When John and I were engaged but not yet married (and I was thus not yet pregnant), I had already decided that when we had our first child I, at least, would call it “Shark.” Boy or girl, I didn’t care. We’d give it a proper name, sure, and when time for school came, we’d use that. But in the meantime, I would call it Shark. As I would be spending more time with the baby than John would, I figured that I had some kind of power I could exercise. And exercise I would.
The story goes back to many, many moons ago (before I knew John and his family, so this is hear-say, but I have it all on good authority) when one of John’s younger brothers requested that he no longer be called by his given name. He wanted to be called Shark. I’m not sure it lasted more than a few days, or even more than a few hours, but when I heard this story, it struck me as pure genius. As far as I know, no one else in the family has more successfully claimed this as a (nick)name, nor has anyone even tried. That in mind, and with the absolute certainty that nothing related to marine life would end up on a birth certificate, I was sure I would call the little one Shark for as long as I could.

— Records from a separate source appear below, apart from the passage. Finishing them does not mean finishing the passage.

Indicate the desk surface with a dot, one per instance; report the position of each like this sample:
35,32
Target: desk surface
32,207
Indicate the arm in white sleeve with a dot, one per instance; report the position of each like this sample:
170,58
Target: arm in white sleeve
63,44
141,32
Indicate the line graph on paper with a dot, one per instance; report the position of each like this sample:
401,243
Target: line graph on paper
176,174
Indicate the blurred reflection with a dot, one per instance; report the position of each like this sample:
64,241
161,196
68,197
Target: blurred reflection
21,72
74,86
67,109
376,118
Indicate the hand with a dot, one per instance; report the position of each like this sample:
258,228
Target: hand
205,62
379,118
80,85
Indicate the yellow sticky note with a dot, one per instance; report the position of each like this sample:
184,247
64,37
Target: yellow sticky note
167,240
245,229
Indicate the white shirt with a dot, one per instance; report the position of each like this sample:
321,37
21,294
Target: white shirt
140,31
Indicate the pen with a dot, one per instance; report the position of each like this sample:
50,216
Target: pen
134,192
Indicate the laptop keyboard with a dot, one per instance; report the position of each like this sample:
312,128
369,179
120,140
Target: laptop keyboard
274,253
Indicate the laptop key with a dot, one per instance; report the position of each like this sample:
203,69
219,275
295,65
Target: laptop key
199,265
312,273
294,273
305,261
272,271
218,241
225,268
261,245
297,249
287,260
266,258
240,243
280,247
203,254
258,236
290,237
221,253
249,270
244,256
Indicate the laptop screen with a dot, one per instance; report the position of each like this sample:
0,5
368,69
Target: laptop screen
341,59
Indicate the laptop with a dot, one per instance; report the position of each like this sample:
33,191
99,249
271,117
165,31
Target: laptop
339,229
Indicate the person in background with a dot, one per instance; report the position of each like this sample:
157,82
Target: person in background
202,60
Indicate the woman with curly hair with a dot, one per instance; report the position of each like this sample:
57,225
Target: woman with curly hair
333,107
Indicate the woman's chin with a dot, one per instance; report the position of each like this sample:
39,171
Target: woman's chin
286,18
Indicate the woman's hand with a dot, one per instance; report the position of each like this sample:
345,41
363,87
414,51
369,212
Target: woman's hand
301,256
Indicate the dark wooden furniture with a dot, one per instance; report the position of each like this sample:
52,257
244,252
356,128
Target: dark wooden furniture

Now I’ve known I was pregnant since about four weeks in—for those not familiar with pregnancy arithmetic, that means the baby was only two weeks in utero, (and yes, I am kind of proud that I knew so soon). I’ve surprised myself with my struggle to call this little one Shark. It was somewhat easier for the first few weeks; I still had to think about it a bit, but it came semi-naturally. Then we saw the first ultrasound, and everything changed.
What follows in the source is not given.